Caching HTML for too long without a purge mechanism. If you set max-age=86400 on HTML and deploy a broken asset reference, users are stuck with a broken page for 24 hours.
Setting no-cache when you mean no-store. no-cache still caches the response but revalidates on every request. no-store prevents caching entirely. Know the difference.
Ignoring Vary headers. If your server sends different responses based on Accept-Encoding or Cookie, make sure the appropriate Vary header is set. Otherwise the CDN may serve a gzip response to a client that requested brotli, or vice versa.
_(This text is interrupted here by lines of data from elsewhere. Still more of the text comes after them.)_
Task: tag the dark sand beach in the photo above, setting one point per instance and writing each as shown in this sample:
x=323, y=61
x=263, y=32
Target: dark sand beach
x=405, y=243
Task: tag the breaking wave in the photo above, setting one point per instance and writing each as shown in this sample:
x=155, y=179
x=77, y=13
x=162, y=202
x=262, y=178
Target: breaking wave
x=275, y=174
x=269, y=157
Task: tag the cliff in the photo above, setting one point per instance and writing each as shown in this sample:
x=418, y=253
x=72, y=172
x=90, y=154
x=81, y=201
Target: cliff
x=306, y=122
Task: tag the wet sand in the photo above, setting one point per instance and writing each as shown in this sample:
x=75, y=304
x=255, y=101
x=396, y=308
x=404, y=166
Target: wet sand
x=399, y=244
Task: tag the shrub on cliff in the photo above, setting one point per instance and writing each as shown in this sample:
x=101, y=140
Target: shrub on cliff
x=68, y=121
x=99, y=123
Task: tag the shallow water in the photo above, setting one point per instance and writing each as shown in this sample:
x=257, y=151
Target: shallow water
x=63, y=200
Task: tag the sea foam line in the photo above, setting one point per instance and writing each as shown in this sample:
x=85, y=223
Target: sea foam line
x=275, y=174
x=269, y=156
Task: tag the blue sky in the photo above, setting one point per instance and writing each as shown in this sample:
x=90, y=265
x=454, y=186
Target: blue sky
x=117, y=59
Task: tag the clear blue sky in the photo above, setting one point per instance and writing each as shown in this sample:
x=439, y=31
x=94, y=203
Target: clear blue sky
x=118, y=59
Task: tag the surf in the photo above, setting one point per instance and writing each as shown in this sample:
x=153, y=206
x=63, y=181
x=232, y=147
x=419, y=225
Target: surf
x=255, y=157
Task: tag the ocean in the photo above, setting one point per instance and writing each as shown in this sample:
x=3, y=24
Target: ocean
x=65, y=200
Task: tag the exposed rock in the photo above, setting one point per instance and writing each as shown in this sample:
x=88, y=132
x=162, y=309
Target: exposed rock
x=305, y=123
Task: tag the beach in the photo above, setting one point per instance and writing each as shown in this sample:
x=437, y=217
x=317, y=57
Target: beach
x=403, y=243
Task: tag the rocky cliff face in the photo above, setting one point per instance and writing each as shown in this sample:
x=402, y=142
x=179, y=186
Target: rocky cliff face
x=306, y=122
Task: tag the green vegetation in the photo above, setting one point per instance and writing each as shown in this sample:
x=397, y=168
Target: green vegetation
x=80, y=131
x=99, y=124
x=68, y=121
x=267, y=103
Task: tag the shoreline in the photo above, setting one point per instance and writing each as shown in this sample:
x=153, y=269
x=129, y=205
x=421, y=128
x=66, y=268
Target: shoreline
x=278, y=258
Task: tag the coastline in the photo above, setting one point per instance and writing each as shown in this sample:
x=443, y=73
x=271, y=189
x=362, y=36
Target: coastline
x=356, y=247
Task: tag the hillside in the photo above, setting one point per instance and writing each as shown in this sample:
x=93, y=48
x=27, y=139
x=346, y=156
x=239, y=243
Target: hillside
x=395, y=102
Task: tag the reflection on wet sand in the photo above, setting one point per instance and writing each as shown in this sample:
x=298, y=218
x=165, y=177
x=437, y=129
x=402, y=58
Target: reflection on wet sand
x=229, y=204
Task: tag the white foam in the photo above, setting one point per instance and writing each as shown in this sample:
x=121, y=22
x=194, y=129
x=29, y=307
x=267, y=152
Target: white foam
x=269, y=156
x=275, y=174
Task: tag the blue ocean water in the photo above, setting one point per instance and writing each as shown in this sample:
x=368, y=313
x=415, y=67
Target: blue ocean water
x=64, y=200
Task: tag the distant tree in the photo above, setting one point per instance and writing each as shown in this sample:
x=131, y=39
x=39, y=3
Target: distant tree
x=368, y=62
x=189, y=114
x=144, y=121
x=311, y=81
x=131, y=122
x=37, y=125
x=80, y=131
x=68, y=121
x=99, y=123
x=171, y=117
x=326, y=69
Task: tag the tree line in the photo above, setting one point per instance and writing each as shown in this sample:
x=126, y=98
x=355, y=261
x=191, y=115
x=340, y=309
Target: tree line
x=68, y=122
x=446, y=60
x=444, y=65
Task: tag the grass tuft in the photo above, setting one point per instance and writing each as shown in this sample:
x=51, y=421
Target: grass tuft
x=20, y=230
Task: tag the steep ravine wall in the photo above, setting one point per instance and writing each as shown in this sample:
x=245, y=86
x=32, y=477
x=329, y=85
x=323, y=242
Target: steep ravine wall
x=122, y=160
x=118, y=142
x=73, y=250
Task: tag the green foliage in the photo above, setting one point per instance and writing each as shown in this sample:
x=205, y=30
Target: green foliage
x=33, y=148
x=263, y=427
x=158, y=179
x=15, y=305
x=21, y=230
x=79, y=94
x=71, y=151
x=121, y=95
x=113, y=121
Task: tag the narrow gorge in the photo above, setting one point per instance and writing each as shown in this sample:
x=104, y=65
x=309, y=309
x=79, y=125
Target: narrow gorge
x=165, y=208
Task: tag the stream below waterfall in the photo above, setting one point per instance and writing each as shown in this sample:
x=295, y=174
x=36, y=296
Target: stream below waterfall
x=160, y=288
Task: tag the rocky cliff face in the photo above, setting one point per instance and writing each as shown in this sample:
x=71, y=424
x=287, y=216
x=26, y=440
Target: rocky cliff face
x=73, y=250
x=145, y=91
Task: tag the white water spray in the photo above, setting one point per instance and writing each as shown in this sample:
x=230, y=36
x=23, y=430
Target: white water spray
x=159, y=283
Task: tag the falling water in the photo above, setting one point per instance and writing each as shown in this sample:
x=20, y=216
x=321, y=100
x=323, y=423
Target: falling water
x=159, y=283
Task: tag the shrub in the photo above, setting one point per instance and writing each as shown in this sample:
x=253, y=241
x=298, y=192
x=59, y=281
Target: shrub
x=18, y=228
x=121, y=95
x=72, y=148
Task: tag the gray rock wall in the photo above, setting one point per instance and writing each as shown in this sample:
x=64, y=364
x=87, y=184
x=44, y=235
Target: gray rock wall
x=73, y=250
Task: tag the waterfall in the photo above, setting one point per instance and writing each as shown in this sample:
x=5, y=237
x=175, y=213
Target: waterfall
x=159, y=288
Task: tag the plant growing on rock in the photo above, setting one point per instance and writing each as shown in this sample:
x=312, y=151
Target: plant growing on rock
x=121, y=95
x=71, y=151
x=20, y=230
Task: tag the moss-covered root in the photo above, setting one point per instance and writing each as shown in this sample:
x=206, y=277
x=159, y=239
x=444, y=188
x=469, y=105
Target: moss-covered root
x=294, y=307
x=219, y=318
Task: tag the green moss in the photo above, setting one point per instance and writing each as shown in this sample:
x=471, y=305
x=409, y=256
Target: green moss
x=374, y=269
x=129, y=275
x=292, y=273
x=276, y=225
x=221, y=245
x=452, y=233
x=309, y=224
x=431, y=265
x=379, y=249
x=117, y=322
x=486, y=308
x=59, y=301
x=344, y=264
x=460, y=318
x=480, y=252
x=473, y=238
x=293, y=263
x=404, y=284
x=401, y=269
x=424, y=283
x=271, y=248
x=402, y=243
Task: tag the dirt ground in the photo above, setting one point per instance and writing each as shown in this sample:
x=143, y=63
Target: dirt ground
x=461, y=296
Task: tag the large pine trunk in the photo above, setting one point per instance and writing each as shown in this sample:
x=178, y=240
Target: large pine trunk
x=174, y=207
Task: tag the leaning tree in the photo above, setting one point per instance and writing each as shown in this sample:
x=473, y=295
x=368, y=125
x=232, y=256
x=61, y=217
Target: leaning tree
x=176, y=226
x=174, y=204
Forgetting about service worker caches. If your site uses a service worker, it has its own cache that ignores CDN and server headers. Make sure the service worker's cache strategy is aligned with your server-side caching.

Trade-offs

Longer cache TTLs improve performance but increase stale content risk. Find the right balance for your deploy frequency and content sensitivity.
CDN purging adds deployment complexity. Simple max-age + stale-while-revalidate may be sufficient for sites that deploy once daily.
Caching at multiple layers compounds debugging difficulty. When content is stale, you need to check browser cache, service worker cache, CDN cache, and origin cache to find where the stale copy lives.